Refúgio nas palavras. A melodia perdida. Libertação. Paulo Vila Maior
Sem saber o que saber
atirei os dados ao seu sortilégio.
não sei se sairia um amanhã
ou a repetição de passados
intermináveis;
se seria amnistiado por um fado elevado
ou por uma estrada inclinada e sinuosa;
se haveria de vir à fala
ou ficaria aprisionado ao silêncio;
se seria eu a varrer as cinzas de antanho
ou a admirar o poente ao entardecer;
ainda hoje
já não sei quantas luas depois
ainda estou à espera
de saber pelo saber
o que o saber tem
para eu aprender.
Mando-me às mangas arregaçadas
destapo o mapa sísmico
onde a força se admite
ganho o corpo de ametista
e deixo em legado um léxico frutado
no promontório por onde entram as marés.
Cuido dos sentidos
na procuração da luz clara
contando os dias na aritmética nua.
Às vezes tusso para fingir o medo
ou para fugir dos fretes avezados na rotina
para depois escolher o exílio
e de mim esconder o espectro assanhado.
Outras vezes
só me apetece não saber dos dias
beber do vinho fecundo que atrasa o tempo
e deixar por conta das folhas caducas
o remoço que ascende da corrente funda
que pertence ao caudal intransigente.
Mil os sóis que se põem
outros tantos são os alvores
prometidos.
Os olhos embebidos no sono
a jura da madrugada
e de trespasso
os sonhos atiram-se
para dentro de outras vidas
verticalmente assíduas.
Mil os sóis que se põem
sem nunca serem ocaso total:
lugares de outras latitudes
acendem o sol
enquanto noutro a noite triunfa.
Os sóis têm de ser mil
eles que nunca têm o sono por atalaia.
Corre à meta sem pressa
a miríade de lugares
espera o olhar demorado
uma estrofe amadora
um par de fotografias
a emoldurar o tempo dedicado.
Estende a mão indulgente
ele são tantos os errantes
e podem aprender
com os transvios que frequentaste.
Adormece no lado errado da lua
não tropeces no engodo da perfeição
que exaustivas são
as juras aos palcos livres de rasuras.
Aproveita
a demora do tempo
não te hipoteques a resoluções
nem te intimides pelas que falhaste
para isso o tempo
é uma medida curta.
Um cânone a mais,
que pretendem como esteio
que não há excesso
quando se fala de cânones.
O maçarico irrompe
subversivo:
anuncia sem ardis
ao que vem:
cânones há
que têm de ser sabotados
e a excessiva existência deles
fará com que ao ato beligerante
seja ao acaso.
No final
quando o desembaraço da pendência
for constituído
se dirá
o que sobra da civilização.
Anoitece o ramo frágil que amadurece no dia.

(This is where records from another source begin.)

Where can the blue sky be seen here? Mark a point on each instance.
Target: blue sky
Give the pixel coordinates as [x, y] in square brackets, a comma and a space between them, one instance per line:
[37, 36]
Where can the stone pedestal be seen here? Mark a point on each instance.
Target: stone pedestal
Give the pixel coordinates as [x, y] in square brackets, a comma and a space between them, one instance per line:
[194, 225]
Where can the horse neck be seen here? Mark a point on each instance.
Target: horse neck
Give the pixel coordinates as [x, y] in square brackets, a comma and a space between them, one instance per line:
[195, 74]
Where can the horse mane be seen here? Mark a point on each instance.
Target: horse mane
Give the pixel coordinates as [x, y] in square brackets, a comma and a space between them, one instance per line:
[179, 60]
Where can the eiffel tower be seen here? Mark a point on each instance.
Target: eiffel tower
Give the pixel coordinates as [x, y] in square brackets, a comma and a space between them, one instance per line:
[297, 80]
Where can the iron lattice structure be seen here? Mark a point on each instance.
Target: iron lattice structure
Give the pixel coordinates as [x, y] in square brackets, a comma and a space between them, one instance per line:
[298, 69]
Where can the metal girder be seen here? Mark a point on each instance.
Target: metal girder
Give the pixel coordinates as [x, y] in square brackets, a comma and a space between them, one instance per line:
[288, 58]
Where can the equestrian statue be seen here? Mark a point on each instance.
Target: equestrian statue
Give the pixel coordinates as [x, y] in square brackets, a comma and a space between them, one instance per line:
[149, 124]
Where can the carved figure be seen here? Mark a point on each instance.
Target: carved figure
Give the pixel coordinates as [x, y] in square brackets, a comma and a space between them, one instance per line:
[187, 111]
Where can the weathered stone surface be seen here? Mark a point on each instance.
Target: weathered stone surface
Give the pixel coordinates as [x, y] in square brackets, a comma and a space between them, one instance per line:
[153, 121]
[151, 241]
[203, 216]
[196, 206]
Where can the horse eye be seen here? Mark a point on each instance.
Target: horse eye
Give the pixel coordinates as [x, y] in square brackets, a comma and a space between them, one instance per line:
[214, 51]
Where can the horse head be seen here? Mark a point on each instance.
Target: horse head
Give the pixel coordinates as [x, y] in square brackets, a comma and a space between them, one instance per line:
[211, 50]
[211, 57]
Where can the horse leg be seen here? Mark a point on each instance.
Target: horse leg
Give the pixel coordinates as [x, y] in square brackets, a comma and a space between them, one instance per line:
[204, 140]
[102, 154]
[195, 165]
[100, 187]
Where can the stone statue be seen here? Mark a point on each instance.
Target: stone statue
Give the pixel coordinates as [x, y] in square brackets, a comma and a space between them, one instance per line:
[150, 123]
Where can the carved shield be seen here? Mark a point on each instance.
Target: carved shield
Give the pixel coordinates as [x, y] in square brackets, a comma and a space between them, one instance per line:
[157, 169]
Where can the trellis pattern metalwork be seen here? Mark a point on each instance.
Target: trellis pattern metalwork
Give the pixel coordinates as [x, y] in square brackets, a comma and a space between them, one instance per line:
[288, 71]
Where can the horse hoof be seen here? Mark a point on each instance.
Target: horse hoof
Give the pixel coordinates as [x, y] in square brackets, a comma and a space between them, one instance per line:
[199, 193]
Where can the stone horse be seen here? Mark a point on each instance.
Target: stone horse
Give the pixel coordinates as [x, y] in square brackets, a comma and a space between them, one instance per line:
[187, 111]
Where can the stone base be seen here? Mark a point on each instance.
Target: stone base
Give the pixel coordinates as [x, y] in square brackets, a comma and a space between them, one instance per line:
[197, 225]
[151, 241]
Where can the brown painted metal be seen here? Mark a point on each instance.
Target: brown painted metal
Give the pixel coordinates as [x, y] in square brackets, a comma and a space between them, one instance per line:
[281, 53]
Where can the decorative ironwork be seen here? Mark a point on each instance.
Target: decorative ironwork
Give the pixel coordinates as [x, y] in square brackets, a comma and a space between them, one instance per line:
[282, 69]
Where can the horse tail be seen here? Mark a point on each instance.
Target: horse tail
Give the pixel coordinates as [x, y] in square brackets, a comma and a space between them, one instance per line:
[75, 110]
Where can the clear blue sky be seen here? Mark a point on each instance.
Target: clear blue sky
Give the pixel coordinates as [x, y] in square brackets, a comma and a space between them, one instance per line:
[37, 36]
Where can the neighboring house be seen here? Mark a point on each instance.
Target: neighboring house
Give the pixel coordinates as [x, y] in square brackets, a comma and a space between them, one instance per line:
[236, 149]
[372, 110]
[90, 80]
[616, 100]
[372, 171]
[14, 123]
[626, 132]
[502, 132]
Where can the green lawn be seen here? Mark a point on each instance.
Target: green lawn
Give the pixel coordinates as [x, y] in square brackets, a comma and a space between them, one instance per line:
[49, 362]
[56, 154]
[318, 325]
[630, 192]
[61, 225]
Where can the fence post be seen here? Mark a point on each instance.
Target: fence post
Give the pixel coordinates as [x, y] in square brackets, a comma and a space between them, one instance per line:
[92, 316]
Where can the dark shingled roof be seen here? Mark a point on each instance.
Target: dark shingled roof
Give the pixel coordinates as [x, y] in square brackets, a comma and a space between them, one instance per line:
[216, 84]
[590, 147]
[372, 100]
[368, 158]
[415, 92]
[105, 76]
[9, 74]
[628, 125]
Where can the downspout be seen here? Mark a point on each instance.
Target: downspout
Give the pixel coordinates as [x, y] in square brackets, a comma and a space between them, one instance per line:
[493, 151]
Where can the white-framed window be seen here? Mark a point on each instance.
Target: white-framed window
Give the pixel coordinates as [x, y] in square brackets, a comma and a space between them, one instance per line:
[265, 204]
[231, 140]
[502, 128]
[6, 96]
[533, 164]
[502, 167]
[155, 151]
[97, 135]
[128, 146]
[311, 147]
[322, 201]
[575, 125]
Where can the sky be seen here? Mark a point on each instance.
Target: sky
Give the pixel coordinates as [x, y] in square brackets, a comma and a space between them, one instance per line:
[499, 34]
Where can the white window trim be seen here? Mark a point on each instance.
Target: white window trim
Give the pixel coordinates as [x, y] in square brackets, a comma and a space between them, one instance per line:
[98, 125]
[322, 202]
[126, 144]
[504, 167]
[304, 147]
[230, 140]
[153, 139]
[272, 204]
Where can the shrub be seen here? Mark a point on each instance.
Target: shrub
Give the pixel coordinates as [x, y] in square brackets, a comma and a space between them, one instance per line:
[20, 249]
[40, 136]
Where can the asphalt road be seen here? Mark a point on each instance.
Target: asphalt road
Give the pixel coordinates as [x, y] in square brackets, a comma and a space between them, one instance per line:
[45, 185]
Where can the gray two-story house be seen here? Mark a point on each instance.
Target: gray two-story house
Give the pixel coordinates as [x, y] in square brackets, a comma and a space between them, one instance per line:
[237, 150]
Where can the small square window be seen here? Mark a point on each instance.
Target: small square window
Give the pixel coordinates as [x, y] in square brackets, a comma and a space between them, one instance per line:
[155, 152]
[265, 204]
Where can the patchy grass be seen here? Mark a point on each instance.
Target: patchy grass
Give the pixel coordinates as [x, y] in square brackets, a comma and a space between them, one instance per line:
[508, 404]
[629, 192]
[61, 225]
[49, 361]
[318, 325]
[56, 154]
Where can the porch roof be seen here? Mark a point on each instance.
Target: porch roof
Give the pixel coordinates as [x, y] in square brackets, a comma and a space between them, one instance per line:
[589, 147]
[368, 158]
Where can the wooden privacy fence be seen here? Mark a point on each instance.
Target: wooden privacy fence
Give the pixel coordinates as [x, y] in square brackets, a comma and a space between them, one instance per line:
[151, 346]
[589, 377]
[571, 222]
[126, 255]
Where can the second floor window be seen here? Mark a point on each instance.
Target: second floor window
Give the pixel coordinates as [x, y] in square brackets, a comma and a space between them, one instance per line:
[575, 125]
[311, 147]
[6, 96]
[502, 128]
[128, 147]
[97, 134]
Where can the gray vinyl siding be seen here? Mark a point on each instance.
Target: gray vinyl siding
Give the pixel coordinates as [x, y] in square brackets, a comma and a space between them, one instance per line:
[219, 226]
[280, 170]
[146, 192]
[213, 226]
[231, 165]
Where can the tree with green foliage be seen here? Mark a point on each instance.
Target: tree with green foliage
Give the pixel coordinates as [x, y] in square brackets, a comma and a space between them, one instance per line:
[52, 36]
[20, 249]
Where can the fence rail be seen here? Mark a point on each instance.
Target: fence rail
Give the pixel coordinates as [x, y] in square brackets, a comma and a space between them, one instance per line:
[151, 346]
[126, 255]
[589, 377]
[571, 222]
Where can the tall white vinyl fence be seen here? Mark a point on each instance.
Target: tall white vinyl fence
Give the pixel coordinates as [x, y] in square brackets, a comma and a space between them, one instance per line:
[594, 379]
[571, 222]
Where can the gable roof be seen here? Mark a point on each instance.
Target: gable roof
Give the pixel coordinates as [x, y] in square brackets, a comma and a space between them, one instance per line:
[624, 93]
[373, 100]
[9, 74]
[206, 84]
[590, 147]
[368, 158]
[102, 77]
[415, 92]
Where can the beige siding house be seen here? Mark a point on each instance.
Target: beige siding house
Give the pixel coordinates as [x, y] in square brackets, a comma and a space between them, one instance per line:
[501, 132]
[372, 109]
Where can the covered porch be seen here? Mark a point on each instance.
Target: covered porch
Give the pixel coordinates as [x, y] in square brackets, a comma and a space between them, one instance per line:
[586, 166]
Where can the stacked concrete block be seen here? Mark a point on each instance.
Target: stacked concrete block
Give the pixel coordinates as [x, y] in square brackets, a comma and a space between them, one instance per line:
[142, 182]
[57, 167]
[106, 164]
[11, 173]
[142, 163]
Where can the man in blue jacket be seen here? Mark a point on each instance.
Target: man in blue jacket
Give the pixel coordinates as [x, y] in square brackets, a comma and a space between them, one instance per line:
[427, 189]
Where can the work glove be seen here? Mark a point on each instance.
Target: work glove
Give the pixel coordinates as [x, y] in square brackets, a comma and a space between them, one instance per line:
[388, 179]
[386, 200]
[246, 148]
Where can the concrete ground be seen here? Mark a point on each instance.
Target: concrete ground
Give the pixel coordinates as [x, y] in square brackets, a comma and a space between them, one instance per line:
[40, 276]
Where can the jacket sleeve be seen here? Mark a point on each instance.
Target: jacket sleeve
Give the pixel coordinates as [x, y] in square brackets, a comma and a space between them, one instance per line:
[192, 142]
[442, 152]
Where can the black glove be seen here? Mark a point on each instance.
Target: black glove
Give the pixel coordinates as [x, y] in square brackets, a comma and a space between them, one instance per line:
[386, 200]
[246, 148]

A valsa sem diuturnidades cobra um estipêndio
não é de lama que se eviscera um nome
no provérbio de causas alinhadas com as árvores.
Diziam:
não te deixes retalhar pelos arneses cómodos
não sejas aquele que diz a última palavra
não aninhes a cabeça no pomar onde cantam
suseranos impecavelmente cativos de ninharias.
O que não diziam
era como atingir com os dedos
o sumptuoso tesouro apalavrado nas intenções
onde procurar a escotilha desembaciada
o que fazer com toda esta fortuna
que não cabe dentro de números
a solene didascália que perfuma dias militantes
entre camadas de nevoeiro outonal
e as bocas que bolçam liberdade.
O entardecer
transigindo na sardónica solidão
emudecia o sol;
a noite
é sempre uma pátria sem certezas
o lugar desabitado que suplica os sonhos
a tabela de marés perfumada por jasmim
a voz cavernosa do comandante
quando põe os homens em sentido
e os malditos desumorados
que fogem do destino
como eu fujo
de canja.
Está é a minha sindicância
o plateau debruado a purpurinas de nada
a voz miada pelo canto dos olhos
o dissabor escondido em pepel de alumínio
ou uma task-force cheia de testas-de-ferro
gente de impecáveis pergaminhos
e de prosa laudatória e gongórica
num mútuo onanismo que requenta o nanismo.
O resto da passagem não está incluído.